When I think of all these experiences, all of them carry equal weight for me in how they influenced me. In the same way I am equally passionate for high and low art, the life experiences I have had are as important to me as my training. So for example while I don’t have a BA (I was able to get an MA because I was a mature student) for me my BA in peformance was the four years
I lived in Berlin. And I would say I learned as much watching peformance from the other side of the bar at the Ghetto, as I have watching at lot of highly respected theatre work.  I am an artist who works in different forms, precisely because it is all these different forms that have led me to create.

AT: As a performance maker and artist (and across all of your disciplines), what do you hope to achieve with your work?
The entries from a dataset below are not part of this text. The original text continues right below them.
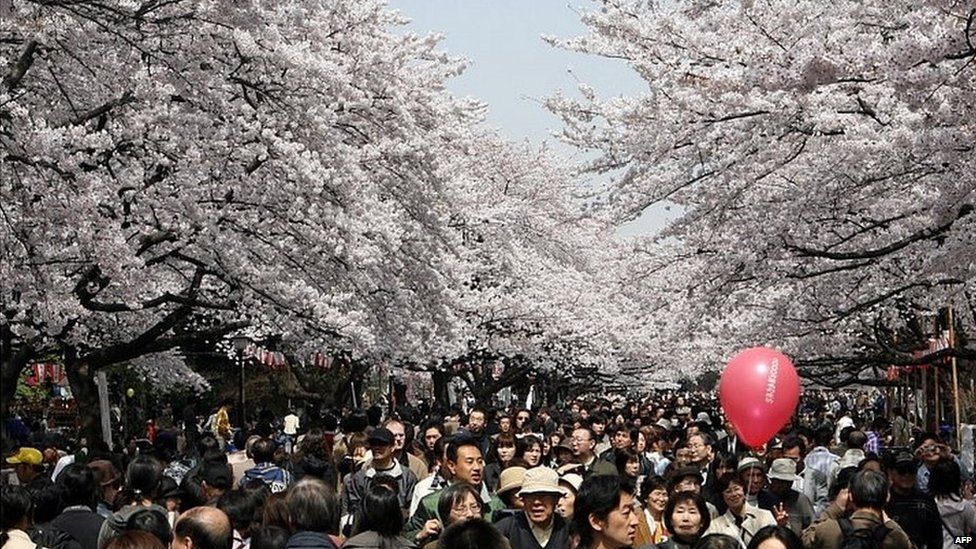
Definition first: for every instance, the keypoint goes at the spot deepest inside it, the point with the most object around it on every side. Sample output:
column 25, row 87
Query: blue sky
column 512, row 69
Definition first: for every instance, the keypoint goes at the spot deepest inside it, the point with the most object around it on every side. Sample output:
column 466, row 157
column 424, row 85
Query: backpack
column 861, row 538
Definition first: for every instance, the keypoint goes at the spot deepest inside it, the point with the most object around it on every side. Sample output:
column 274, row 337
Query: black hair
column 857, row 439
column 134, row 539
column 207, row 442
column 726, row 480
column 524, row 443
column 142, row 479
column 651, row 483
column 473, row 534
column 598, row 495
column 313, row 506
column 927, row 435
column 452, row 495
column 432, row 424
column 842, row 482
column 869, row 489
column 263, row 450
column 17, row 506
column 269, row 537
column 151, row 521
column 77, row 485
column 47, row 503
column 718, row 541
column 687, row 497
column 794, row 441
column 623, row 456
column 379, row 512
column 784, row 534
column 374, row 414
column 456, row 443
column 239, row 506
column 945, row 478
column 823, row 436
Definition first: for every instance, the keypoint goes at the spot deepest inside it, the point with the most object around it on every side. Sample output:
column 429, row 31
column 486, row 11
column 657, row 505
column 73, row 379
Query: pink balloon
column 759, row 391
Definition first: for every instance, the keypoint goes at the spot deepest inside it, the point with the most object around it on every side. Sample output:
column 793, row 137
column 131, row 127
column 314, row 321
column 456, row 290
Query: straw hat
column 541, row 480
column 510, row 479
column 783, row 469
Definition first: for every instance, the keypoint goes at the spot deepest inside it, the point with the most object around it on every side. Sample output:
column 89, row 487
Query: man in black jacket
column 913, row 510
column 78, row 519
column 538, row 526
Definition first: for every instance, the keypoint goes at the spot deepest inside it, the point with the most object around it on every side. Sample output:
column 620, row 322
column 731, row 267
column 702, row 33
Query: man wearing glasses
column 929, row 450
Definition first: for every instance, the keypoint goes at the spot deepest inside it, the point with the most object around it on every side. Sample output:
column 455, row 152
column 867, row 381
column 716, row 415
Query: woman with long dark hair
column 142, row 480
column 528, row 448
column 958, row 514
column 379, row 522
column 686, row 516
column 502, row 453
column 16, row 518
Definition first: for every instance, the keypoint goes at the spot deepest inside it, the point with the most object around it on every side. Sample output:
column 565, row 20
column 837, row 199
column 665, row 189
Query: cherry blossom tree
column 177, row 171
column 539, row 294
column 822, row 158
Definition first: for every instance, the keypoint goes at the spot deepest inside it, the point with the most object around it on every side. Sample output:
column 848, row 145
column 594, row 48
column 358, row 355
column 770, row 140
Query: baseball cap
column 783, row 469
column 381, row 436
column 27, row 455
column 749, row 463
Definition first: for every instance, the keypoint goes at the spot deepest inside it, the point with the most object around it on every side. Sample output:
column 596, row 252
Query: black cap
column 905, row 463
column 684, row 472
column 381, row 436
column 216, row 474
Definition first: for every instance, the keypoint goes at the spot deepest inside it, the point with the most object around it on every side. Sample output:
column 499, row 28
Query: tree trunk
column 81, row 376
column 12, row 363
column 441, row 381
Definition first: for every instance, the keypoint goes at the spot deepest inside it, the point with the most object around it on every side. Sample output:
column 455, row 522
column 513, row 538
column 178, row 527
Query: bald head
column 202, row 528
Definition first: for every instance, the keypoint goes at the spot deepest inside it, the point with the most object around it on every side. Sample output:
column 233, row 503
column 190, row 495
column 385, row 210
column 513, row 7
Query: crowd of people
column 666, row 472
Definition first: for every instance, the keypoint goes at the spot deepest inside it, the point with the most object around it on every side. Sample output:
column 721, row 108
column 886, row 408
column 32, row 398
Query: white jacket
column 959, row 516
column 756, row 518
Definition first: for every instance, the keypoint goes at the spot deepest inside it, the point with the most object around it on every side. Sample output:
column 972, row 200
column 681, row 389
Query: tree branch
column 20, row 68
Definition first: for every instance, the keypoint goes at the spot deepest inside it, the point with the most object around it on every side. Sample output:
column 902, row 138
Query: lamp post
column 240, row 343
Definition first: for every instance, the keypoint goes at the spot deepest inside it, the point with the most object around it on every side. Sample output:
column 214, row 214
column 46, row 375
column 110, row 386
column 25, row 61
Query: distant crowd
column 666, row 472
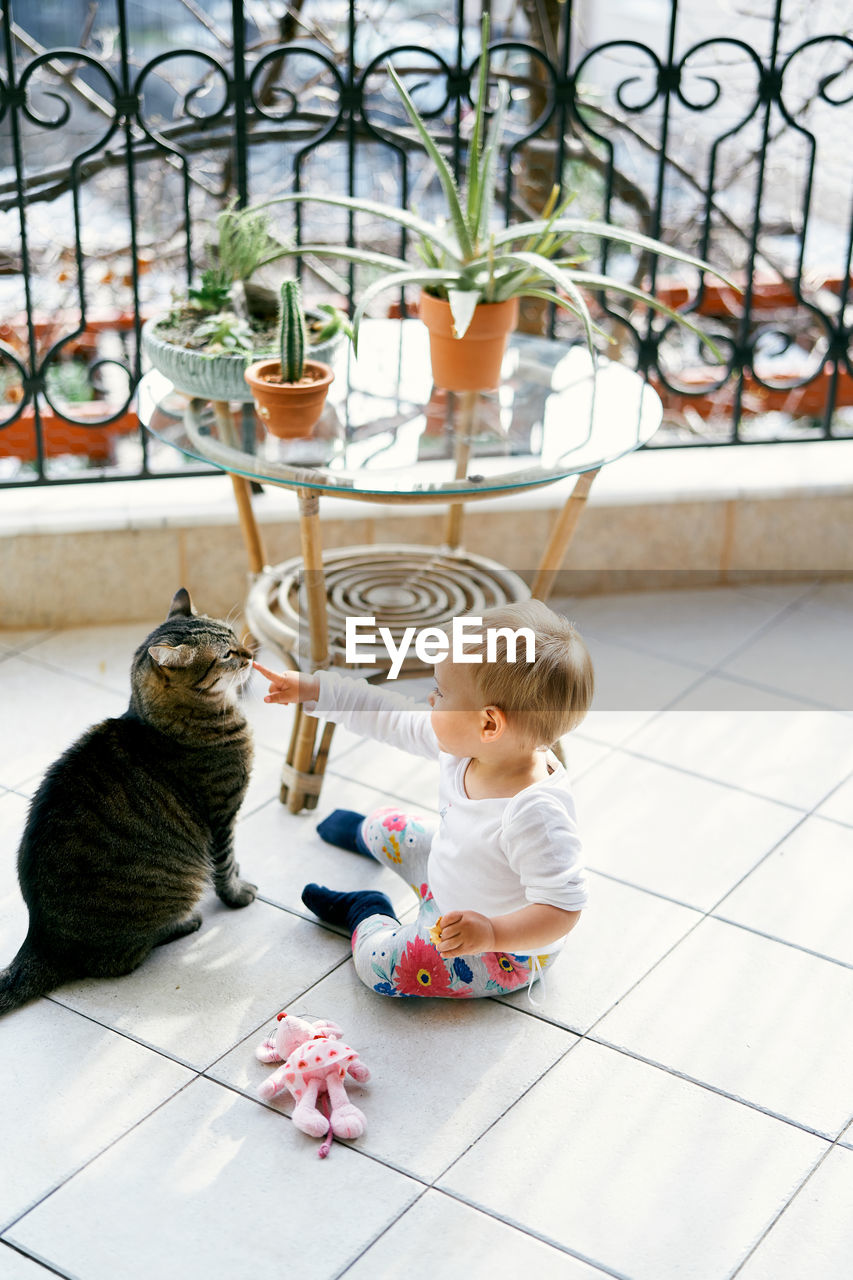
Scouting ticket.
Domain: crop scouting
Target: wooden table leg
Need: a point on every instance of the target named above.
(463, 432)
(301, 754)
(242, 493)
(561, 535)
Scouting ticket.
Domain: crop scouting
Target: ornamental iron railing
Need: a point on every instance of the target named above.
(121, 140)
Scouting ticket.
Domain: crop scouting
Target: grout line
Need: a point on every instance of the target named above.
(601, 1267)
(710, 1088)
(785, 1207)
(97, 1155)
(634, 753)
(33, 1257)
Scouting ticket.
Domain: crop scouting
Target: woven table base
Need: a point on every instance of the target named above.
(398, 586)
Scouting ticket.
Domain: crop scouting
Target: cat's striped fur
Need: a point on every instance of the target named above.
(132, 822)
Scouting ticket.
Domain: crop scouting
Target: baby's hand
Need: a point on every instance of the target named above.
(290, 686)
(465, 933)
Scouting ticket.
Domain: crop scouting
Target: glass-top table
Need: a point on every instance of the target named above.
(387, 435)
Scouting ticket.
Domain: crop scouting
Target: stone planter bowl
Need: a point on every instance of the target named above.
(217, 378)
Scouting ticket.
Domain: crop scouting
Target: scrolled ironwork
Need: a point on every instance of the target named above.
(582, 112)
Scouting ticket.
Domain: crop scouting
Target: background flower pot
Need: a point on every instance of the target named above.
(288, 410)
(471, 362)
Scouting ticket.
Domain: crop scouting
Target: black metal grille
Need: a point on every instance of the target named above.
(726, 146)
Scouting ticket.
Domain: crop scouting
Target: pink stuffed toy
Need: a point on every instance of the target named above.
(315, 1061)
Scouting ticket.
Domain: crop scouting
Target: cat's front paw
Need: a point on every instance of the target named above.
(237, 894)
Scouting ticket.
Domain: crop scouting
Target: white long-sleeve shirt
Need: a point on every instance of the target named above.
(493, 855)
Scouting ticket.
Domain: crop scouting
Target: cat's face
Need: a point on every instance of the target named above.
(195, 654)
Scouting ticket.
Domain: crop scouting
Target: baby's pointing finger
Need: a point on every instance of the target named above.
(270, 675)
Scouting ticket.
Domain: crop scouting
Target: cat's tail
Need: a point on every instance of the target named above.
(28, 976)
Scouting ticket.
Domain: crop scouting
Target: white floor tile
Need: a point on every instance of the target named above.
(197, 997)
(839, 804)
(101, 654)
(630, 689)
(442, 1072)
(813, 1238)
(74, 1088)
(438, 1234)
(14, 640)
(619, 937)
(753, 740)
(582, 754)
(802, 892)
(806, 653)
(215, 1185)
(757, 1019)
(634, 1169)
(701, 627)
(44, 712)
(13, 910)
(405, 778)
(683, 836)
(281, 851)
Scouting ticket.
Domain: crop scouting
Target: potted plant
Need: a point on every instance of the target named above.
(473, 277)
(205, 341)
(290, 392)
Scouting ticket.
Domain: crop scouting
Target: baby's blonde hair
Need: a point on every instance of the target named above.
(544, 698)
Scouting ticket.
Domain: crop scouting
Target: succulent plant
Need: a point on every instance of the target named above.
(465, 261)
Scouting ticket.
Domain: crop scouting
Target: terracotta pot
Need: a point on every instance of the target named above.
(288, 410)
(471, 362)
(215, 376)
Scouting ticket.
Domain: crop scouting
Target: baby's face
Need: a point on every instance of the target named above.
(456, 714)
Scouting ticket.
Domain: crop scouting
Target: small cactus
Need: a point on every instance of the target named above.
(291, 332)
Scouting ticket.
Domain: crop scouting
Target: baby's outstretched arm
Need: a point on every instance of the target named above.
(468, 933)
(290, 686)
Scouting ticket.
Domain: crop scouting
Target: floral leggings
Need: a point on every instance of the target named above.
(398, 959)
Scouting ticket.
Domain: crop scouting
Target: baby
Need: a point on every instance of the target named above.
(498, 876)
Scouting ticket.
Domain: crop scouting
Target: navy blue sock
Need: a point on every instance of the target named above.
(342, 828)
(349, 909)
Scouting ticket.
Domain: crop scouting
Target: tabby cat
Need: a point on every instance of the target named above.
(129, 824)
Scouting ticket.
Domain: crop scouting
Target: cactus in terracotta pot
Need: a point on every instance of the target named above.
(290, 392)
(291, 332)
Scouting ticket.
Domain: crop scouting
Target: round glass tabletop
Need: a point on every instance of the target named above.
(388, 433)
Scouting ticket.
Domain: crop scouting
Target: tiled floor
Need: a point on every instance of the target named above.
(679, 1105)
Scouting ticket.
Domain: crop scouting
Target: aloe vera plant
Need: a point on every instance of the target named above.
(464, 260)
(291, 332)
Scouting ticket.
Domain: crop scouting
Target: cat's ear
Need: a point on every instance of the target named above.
(172, 656)
(181, 603)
What messages to you hope to send and what do you hope audiences will gain from engaging with your work?

PV: Each project starts with a different motivation, but above all else I want to connect and engage with audiences in a way that feels playful, thoughtful and intimate. I want to make people feel while also making them think, and I want to start points of conversation, that begin as soon as a show finishes and hopefully reverbarate with others after who weren’t there. Like many artists each work I make is led by the focus on a question I am fixated on, and I want to share that fixation with the audience in a way that makes them fixate on it too. So that’s the tone of the frame I set around what I make and how I perform it.

I am also really interested in opening up themes that people find uncomfortable to talk about. I think a lot about how etiquette or our ideas about etiquette prevent us from being honest and direct about how we feel
Letters I Never Sent to You has a lot of stories that focus on the unsaid, the things I wished I had said to someone but didn’t, or was left feeling after I no longer spoke to them.

In Show me the Money [Paula’s other show] I am looking at the public versus private narrative of how successful or precarious one’s artistic practice is,  and the unease we have in this country in talking about money.

I wanted to challenge both my own and the audiences discomfort around money, financial priviledge and financial struggle and put it out in the open in a way that is both playful and provocative. It’s also worth saying that as a bi female performer of colour, I am interested in issues of representation and underepresentation
but rather than making work about them explicitly, I know that just by me being all those things, they are in the room with me as well and are important to me to have out there.

AT: What’s your next project?

PV: I am in the very early stages of developing a new performance that explores our relationship with brands and in particular luxury brands. It’s the next project in my ongoing collaboration with swedish playwrite and dramaturg Martin Bengtsson   who is so great in the way he constantly challenges and focuses my questions and obsessions as they develop into a performance. I have been thinking a lot about my fascination with high fashion and about the desire to buy into it, maybe especially because it is a world I cannot afford to access. I am interested in how in these precarious economic times the luxury industry is thriving, and as each designer high street collaboration, and limited edition trainer collection shows, there will always be people who will quue for hours and even days for a chance of exclusivity that they can buy, or sell. I am interested in how even those I know who are purport to be anti-consumerist and anti-brand all have the same watches, trainers, laptops and phones.
I am interested in the psychology behind this, of our desire to buy and the strategy brands used to create that desire. Its another largely unspoken thing, that I am becoming more and more curious of.

Thank you so much Paula for this interview. Polari is at The Southbank Centre on Wednesday 8th March as part of The WOW Festival.